Fiquei sabendo depois que essa mulher é
russa. Pus-me a pensar como é que ela teria deixado as estepes cobertas
de neve para vir até aqui, neste cruzeiro em águas tropicais. E deixei
minha imaginação literária voar, inventando histórias rocambolescas
para essa estranha figura, atribuindo-lhe, coerentemente, uma frieza de
pedra num coração gelado e necessário para garantir o lucro dessa casa
flutuante de jogo.
Num dos cantos do pequeno cassino, dois
homens metidos em ternos impecáveis traíam sua condição de seguranças,
mostrada nos olhos atentos, constantemente voltando-se para a porta e
esquadrinhando o salão de jogo.
Bem, seguranças para quê, se estamos
todos aqui, confinados neste navegante hotel de luxo? Porém, se não
houvesse isso, não se completaria o clima misterioso que esperamos
cercar todos os cassinos.
Noutro canto, estrategicamente situado
ao lado da porta, o guichê onde as fichas são compradas e os prêmios
pagos.

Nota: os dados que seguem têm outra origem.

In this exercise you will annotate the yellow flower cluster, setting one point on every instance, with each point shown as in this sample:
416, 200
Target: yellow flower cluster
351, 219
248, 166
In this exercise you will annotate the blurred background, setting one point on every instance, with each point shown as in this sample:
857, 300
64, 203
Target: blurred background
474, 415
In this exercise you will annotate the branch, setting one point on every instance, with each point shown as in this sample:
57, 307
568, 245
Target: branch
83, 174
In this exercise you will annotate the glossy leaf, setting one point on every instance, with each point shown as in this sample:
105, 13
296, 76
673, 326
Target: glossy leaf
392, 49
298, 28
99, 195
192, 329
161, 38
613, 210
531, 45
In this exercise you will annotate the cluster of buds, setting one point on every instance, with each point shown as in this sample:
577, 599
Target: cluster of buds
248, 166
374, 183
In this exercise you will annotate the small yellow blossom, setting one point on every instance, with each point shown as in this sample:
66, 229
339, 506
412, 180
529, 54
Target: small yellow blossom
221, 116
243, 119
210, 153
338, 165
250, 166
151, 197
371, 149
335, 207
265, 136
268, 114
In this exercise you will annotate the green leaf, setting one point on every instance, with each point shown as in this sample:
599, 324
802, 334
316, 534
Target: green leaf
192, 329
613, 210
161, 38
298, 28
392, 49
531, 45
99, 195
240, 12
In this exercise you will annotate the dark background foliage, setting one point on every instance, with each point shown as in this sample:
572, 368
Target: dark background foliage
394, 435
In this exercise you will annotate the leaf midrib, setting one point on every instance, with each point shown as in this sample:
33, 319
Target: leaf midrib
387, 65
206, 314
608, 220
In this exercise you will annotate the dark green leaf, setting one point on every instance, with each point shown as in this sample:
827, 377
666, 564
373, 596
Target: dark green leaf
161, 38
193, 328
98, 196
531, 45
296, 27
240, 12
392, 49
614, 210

Passei por perto, pensei, pensei, pensei e cheguei à sensata
conclusão de que preferia manter-me ao largo desse lugar de tentação.
Mas com isso sei que renunciei à emoção, ao gosto pelo perigo, às
possibilidades de saborear a vitória... Paciência.
Fui saindo, enquanto as cartas
continuavam sendo manipuladas com destreza sobre o pano verde, as
bolinhas da roleta seguiam produzindo seu ruído característico e, no
corredor, as máquinas caça-níqueis seguiam com suas cadeiras
completamente tomadas, diante de ávidos apertadores de botões.
Peço-lhes, caros leitores, que não se
deixem influenciar por este cético, que não crê na sorte nem no azar.
Vale a pena visitar o cassino do navio.
E, quem sabe, arriscar uma apostazinha.